とはいえ、何もせずに待つばかりでは、それはそれで辛い部分もあった。
なので私は皆と相談した上で、とりあえず内部の様子を確認するために、自分(と輝咲さん)だけ先行して神社の中に入ることにした。
——輝咲さんの協力があれば、私一人くらいなら、宙を飛んでゾンビの大群を越えていけるとのことだったので。
『“ほう、つくづく便利なものだな。——えぇと、なんだったか……このきらきらと眩しい小娘の使う……あぁ、そうそう、「魔法」とかいうものは”』
『“あっ、霊阿様。お戻りになられたのですね。ええと、それで、中の様子はどうでしたか?”』
『“……いや、妾の口からはなんとも……。——うむ、霊子よ、それは自分の目で確かめるのじゃ……”』
偵察をしてもらっていた霊阿様は、何やらそんな煮え切らない返事をする。
いつもの彼女は、私のご先祖様にして有難〜い守護霊であるということを持ち出して、もっと傲岸不遜な態度でいるのが常なので、私は彼女の珍しい反応に内心で首を傾げたけれど——
ともかく、彼女の言う通りに自分の目で確かめることには賛成だったので、輝咲さんに頼んで、神社の中まで空中を運んで連れていってもらう。
そして私は、輝咲さんの呼び出した円形の盾の上に乗り、無事にゾンビの大群の包囲を越えて神社の敷地内に入ることができた。
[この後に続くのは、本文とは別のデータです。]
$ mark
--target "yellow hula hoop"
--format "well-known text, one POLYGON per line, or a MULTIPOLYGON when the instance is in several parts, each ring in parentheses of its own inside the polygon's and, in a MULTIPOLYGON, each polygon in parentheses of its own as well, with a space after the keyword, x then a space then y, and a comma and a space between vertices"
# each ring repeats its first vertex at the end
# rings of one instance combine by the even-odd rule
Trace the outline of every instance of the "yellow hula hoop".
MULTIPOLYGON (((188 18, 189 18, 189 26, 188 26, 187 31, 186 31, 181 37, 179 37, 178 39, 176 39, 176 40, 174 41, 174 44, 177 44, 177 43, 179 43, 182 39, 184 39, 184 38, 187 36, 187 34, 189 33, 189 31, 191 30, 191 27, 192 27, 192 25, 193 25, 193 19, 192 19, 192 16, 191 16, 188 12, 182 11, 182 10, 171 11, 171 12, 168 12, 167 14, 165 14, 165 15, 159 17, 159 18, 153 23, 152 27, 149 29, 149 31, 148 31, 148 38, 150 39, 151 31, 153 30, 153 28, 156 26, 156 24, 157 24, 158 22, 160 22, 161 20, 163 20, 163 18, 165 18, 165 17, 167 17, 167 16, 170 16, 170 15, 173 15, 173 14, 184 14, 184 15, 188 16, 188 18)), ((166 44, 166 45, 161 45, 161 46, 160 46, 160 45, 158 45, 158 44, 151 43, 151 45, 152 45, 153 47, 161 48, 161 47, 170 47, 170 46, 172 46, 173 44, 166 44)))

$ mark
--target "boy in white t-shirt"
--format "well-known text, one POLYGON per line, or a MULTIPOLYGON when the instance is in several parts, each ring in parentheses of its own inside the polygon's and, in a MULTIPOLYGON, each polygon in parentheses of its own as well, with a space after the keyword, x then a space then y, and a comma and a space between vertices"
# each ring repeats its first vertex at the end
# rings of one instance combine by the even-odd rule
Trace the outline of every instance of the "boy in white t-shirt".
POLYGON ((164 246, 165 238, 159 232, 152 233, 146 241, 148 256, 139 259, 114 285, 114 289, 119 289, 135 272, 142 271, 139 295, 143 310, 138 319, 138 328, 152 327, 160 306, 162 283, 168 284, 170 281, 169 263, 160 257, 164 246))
敷地内に降り立った私は、人がたくさんいる本殿に向かう。
すると、そこで最初に声をかけてきたのは——
「——っ、霊子、戻ったのねっ?」
今までに見たことない表情を浮かべたお母さんだった。
そして、次にお母さんの口から聞かされた言葉は——信じられない報せだった。
「霊子……信じられないだろうけど、落ち着いて、聞いてちょうだい……。その……お父さんが——霊璽さんが……ついさっき、亡くなったわ……」
「…………えっ」
一気に、目の前が真っ白になっていく——
全身の力が抜けて、私は膝から崩れ落ちて——
ドサッ——。
境内の砂利が立てたそんな音が、やけに空虚に、私の耳の中にいつまでも響き続ける……。